Personal information
- Full name: Emilio García Martínez
- Date of birth: 12 September 1912
- Place of birth: San Román de Candamo, Spain
- Date of death: 30 March 1977 (aged 64)
- Place of death: Oviedo, Spain
- Position(s): Forward, Winger

Youth career
- Juvencia
- 1928–1931: Oviedo

Senior career*
- Years: Team / Apps / (Gls)
- 1931–1949: Oviedo / 277 / (64)
- 1939–1940: → Barcelona (loan) / 16 / (5)
- 1949–1951: Sporting Gijón / 24 / (10)

International career
- 1942: Spain / 2 / (0)

= Emilín (footballer, born September 1912) =

Spanish footballer

Emilio García Martínez (12 September 1912 – 30 March 1977), commonly known as Emilín, was a Spanish footballer who played as a forward.

==Club career==
Born in San Román, Candamo, Asturias, Emílin graduated from Real Oviedo's youth setup. He made his senior debut in 1931, aged 19, and soon established himself as a regular figure in the club.

At Oviedo Emilín was part of the celebrated Delantera Eléctrica ("the electric forwards"), a forward line of lightning quick youthful talent that steam-rolled teams with high tempo highly skilled play; but for the onset of war the team would have surely improved upon the two third places in the seasons that preceded the war. He had an enviable technique and was famous for his corners so that he managed to score a number of goals direct from the corner, today called Olympic goals.

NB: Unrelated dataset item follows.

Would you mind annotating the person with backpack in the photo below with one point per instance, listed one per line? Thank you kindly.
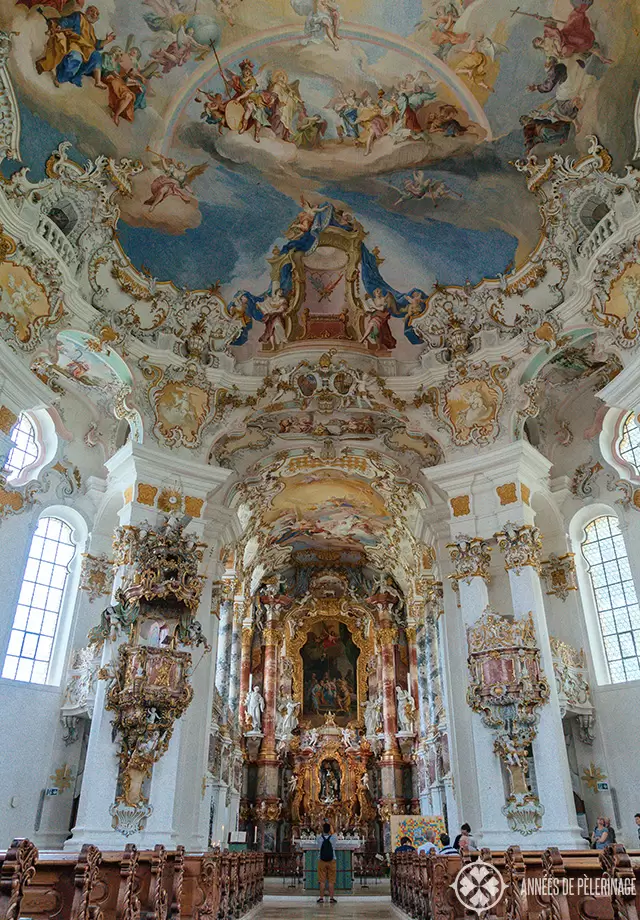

Emilín played 277 games for Real Oviedo, 227 of them in La Liga, scoring 64 goals, being the sixth best scorer in the Azules history. He subsequently represented FC Barcelona and Sporting de Gijón, retiring with the latter in 1951, aged 39.

==International career==
Emilín was capped twice with Spain's main squad, all of them in 1942.